Why is Megaparsec treating these two operators differently?

Previous Topic Next Topic
 
classic Classic list List threaded Threaded
7 messages Options
Reply | Threaded
Open this post in threaded view
|

Why is Megaparsec treating these two operators differently?

Jeffrey Brown
I used Text.Megaparsec.Expr to write a minimal (56 lines) 2-operator recursive parser. It's on github[1]. It outputs a binary tree of the following form:

    data AExpr = Var String | Pair AExpr AExpr deriving (Show)

The operator table supplied to makeExprParser defines two operators, # and ##. ## binds after #, but both of them refer to the same function, the Pair constructor of the AExpr data type:

    aOperators :: [[Operator Parser AExpr]]
    aOperators =
      [ [ InfixN # symbol "#" *> pure (Pair) ]
      , [ InfixN # symbol "##" *> pure (Pair) ]
      ]

The # operator works in isolation:

    > parseMaybe aExpr "a # b"
    Just (Pair (Var "a") (Var "b"))

Parentheses work with the # operator:

    > parseMaybe aExpr "(a # b) # (c # d)"
    Just (Pair (Pair (Var "a") (Var "b")) -- whitespace added by hand
               (Pair (Var "c") (Var "d")))

And the # and ## operators work together as intended:

    > parseMaybe aExpr "a # b ## c # d"
    Just (Pair (Pair (Var "a") (Var "b")) -- whitespace added by hand
               (Pair (Var "c") (Var "d")))

But the ## operator in isolation does not parse!

    > parseMaybe aExpr "a ## b"
    Nothing



--
Jeff Brown | Jeffrey Benjamin Brown
Website   |   Facebook   |   LinkedIn(I often miss messages here)   |   Github

_______________________________________________
Haskell-Cafe mailing list
To (un)subscribe, modify options or view archives go to:
http://mail.haskell.org/cgi-bin/mailman/listinfo/haskell-cafe
Only members subscribed via the mailman list are allowed to post.
Reply | Threaded
Open this post in threaded view
|

Re: Why is Megaparsec treating these two operators differently?

Brandon Allbery

On Sun, Oct 23, 2016 at 4:15 PM, Jeffrey Brown <[hidden email]> wrote:
      [ [ InfixN # symbol "#" *> pure (Pair) ]
      , [ InfixN # symbol "##" *> pure (Pair) ]
      ]

Combinator parsers can't rearrange themselves to do longest token matching. So the ## operator will take the first case, match against `symbol "#"` and aOperator will succeed; the the next token match will hit the unconsumed "#" and fail. If you place "##" first then it will match "##" but not "#", which would the match the second rule.

--
brandon s allbery kf8nh                               sine nomine associates
[hidden email]                                  [hidden email]
unix, openafs, kerberos, infrastructure, xmonad        http://sinenomine.net

_______________________________________________
Haskell-Cafe mailing list
To (un)subscribe, modify options or view archives go to:
http://mail.haskell.org/cgi-bin/mailman/listinfo/haskell-cafe
Only members subscribed via the mailman list are allowed to post.
Reply | Threaded
Open this post in threaded view
|

Re: Why is Megaparsec treating these two operators differently?

Jeffrey Brown
Thanks, Brandon! How did you know that?

I changed them to "#1" and "#2" and now it works[1].
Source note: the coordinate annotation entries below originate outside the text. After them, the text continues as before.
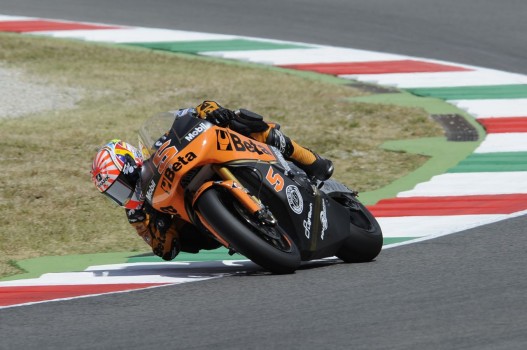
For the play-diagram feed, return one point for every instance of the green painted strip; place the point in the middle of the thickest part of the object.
(68, 263)
(473, 92)
(217, 45)
(492, 162)
(204, 255)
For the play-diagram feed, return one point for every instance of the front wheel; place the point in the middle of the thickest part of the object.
(267, 246)
(365, 241)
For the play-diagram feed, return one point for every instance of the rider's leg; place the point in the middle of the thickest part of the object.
(251, 124)
(312, 163)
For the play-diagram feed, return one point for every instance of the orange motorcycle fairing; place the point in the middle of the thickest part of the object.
(180, 156)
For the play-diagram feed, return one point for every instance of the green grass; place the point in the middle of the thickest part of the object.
(49, 205)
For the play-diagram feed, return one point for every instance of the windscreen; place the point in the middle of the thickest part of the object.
(151, 130)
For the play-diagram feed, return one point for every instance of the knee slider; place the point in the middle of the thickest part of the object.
(277, 139)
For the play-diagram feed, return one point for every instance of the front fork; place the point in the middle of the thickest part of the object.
(251, 203)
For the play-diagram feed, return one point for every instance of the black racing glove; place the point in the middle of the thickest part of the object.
(214, 113)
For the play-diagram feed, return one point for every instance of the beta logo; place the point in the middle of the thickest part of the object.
(227, 141)
(170, 173)
(197, 131)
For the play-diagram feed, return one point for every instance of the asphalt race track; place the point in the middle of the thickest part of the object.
(463, 291)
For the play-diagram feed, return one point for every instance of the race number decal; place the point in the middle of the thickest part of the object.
(275, 179)
(294, 198)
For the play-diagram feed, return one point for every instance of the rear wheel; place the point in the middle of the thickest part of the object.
(365, 241)
(267, 246)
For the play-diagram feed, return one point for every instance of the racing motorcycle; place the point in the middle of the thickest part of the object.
(249, 198)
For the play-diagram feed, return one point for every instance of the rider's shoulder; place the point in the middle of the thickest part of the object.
(178, 113)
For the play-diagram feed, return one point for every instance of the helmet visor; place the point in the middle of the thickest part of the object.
(120, 191)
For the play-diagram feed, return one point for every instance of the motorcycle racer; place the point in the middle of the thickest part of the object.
(117, 165)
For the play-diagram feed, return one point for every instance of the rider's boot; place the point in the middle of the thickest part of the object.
(313, 164)
(251, 124)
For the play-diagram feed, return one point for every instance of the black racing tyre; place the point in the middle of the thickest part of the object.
(365, 241)
(249, 238)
But before making that change, why would "a # b ## c # d" evaluate, even though "a ## b" would not?


The corrected file is called "experim.hs"; the old one, uncorrected, is called "experim.buggy.hs".
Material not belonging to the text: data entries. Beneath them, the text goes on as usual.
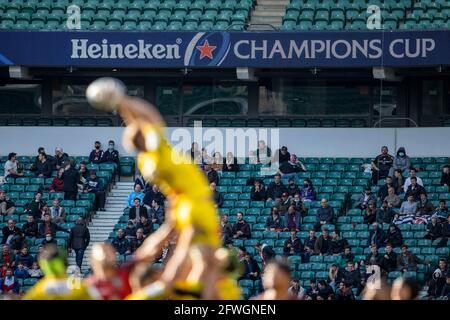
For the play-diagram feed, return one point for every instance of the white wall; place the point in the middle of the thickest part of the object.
(317, 142)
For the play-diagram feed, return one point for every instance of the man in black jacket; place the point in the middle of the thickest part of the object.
(71, 178)
(79, 240)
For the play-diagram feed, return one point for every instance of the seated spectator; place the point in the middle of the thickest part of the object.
(35, 271)
(12, 166)
(57, 212)
(407, 261)
(407, 211)
(394, 236)
(293, 219)
(293, 245)
(241, 229)
(96, 155)
(376, 235)
(258, 192)
(307, 192)
(49, 227)
(157, 213)
(7, 206)
(389, 259)
(30, 228)
(227, 230)
(137, 193)
(9, 284)
(137, 211)
(60, 158)
(366, 197)
(309, 245)
(324, 214)
(291, 168)
(381, 165)
(392, 199)
(323, 244)
(276, 188)
(412, 174)
(217, 196)
(415, 190)
(211, 174)
(385, 214)
(274, 222)
(445, 177)
(338, 244)
(25, 258)
(121, 243)
(370, 214)
(58, 182)
(435, 230)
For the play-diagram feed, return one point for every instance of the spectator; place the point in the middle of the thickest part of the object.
(11, 166)
(407, 261)
(137, 211)
(241, 229)
(324, 215)
(30, 228)
(9, 284)
(392, 199)
(227, 230)
(96, 154)
(389, 259)
(217, 196)
(407, 211)
(58, 182)
(366, 197)
(95, 185)
(385, 214)
(307, 192)
(338, 244)
(35, 271)
(258, 192)
(121, 243)
(57, 212)
(49, 227)
(293, 219)
(157, 213)
(376, 235)
(71, 178)
(401, 161)
(412, 174)
(9, 231)
(137, 193)
(60, 158)
(383, 191)
(323, 244)
(79, 239)
(7, 207)
(309, 246)
(211, 174)
(276, 188)
(414, 189)
(381, 165)
(445, 177)
(293, 245)
(370, 214)
(394, 236)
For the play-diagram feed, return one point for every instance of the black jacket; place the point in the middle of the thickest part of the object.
(79, 237)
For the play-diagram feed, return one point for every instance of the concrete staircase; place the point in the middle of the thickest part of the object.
(103, 221)
(266, 13)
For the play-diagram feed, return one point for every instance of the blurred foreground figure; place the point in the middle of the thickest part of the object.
(56, 285)
(191, 215)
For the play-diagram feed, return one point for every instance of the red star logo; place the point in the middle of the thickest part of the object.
(206, 50)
On Sun, Oct 23, 2016 at 2:03 PM, Brandon Allbery <[hidden email]> wrote:

On Sun, Oct 23, 2016 at 4:15 PM, Jeffrey Brown <[hidden email]> wrote:
      [ [ InfixN # symbol "#" *> pure (Pair) ]
      , [ InfixN # symbol "##" *> pure (Pair) ]
      ]

Combinator parsers can't rearrange themselves to do longest token matching. So the ## operator will take the first case, match against `symbol "#"` and aOperator will succeed; the the next token match will hit the unconsumed "#" and fail. If you place "##" first then it will match "##" but not "#", which would the match the second rule.

--
brandon s allbery kf8nh                               sine nomine associates
[hidden email]                                  [hidden email]
unix, openafs, kerberos, infrastructure, xmonad        http://sinenomine.net



--
Jeff Brown | Jeffrey Benjamin Brown
Website   |   Facebook   |   LinkedIn(I often miss messages here)   |   Github

_______________________________________________
Haskell-Cafe mailing list
To (un)subscribe, modify options or view archives go to:
http://mail.haskell.org/cgi-bin/mailman/listinfo/haskell-cafe
Only members subscribed via the mailman list are allowed to post.
Reply | Threaded
Open this post in threaded view
|

Re: Why is Megaparsec treating these two operators differently?

Brandon Allbery
Aha. I had forgotten some details.

If you want to have an operator that is a prefix of another operator in the table, use the following (or similar) wrapper instead of plain symbol:
op n = (lexeme . try) (string n <* notFollowedBy punctuationChar)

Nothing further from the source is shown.